At present there is a need to build some 158,000 new homes across Australia this year and these 270,000 yet to be built homes – when supplied – will help alleviate some of the rental undersupplies around the country.

The key thing here is if or when they get built.

For reasons well conversed we are seeing building costs rise – see charts 5 and 6 – and builders are going broke.

Table 2 shows that the cost of building a dwelling has risen by 23% since the start of the pandemic, with rise-rise apartment costs rising by a whopping 57% since March 2020.  Little wonder High-Rise Harry has been having a whinge.

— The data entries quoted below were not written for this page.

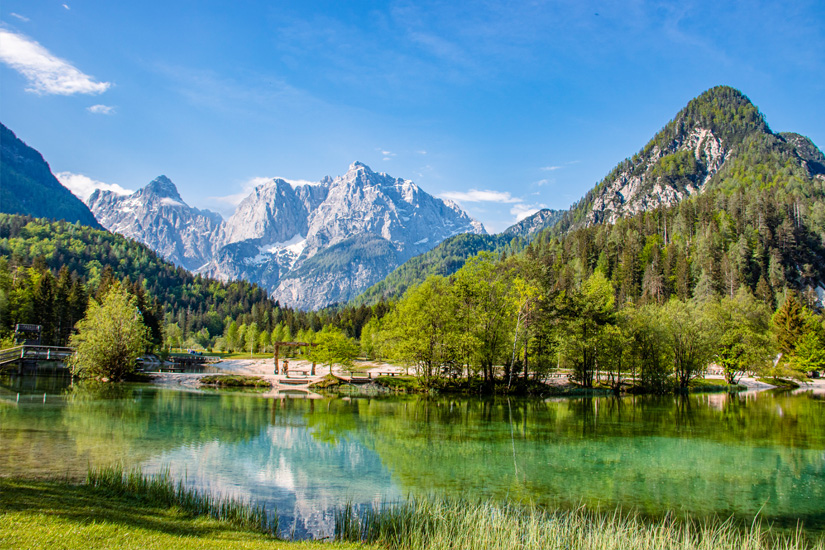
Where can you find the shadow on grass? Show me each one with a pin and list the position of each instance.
(84, 505)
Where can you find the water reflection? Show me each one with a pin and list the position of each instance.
(714, 454)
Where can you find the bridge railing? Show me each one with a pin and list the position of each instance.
(47, 353)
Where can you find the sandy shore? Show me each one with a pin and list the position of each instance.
(298, 380)
(300, 375)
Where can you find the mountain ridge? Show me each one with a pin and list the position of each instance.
(28, 187)
(368, 220)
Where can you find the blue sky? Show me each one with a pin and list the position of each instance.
(504, 106)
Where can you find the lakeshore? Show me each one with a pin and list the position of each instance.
(300, 371)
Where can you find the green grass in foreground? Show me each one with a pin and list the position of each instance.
(55, 514)
(436, 524)
(128, 510)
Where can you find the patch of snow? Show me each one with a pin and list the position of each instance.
(166, 201)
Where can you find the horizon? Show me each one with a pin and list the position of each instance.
(502, 109)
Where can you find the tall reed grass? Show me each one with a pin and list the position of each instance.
(431, 523)
(162, 490)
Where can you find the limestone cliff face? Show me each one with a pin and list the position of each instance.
(159, 218)
(646, 185)
(317, 244)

Whilst, as shown in chart 7, the recent rise in building costs is not unprecedented, they have come as a shock given the long-term downward trend.

Given current world events and The West’s climate mindset I believe we are now facing higher for longer interest rates with inflation baked in.

Inflation is proving to be much more structural and geopolitical than many realise.  I think it will be increasing used as a tool and even a weapon.  Russia is currently writing a new playbook.

On that note, the RBA – for mine – will follow the Fed when it comes to interest rates.  Our currency will need support, otherwise we will import even more inflation.

At present the current RBA 2.35% cash rate is forecast to approach 4% by mid-2023.

Rising interest rates, will see fewer of the houses approved in recent years actually get built.

Moreover, last week’s Canberra gabfest – again in my opinion – could see building industry wide agreements when it comes to enterprise bargaining.

At present such influence affects large housing builds – explaining in part why we have seen a 57% increase in the price to build a new high-rise apartment building in recent years – but in the near future union sway could affect smaller scale home builds too.

This would reduce the number of new homes built and further increase their cost.

So, whilst the maths suggests on oversupply of new homes – even when factoring a lift in our immigration intake – on the ground there is likely to be not enough supply.

That is why I think that – after a short-term housing price correction – that the Australian housing market will plateau in terms of value for some time.

The undersupply of new housing should place a floor under the market.

In contrast rents are likely to continue to rise.  And more will be forced to share accommodation, due to high costs and also a lack of supply.

These trends will also affect state government revenues – especially in the form of stamp duties and infrastructure charges – resulting in other, and often more aggressive, ways to tax the housing market.

Queensland’s land tax grab is only the start of it.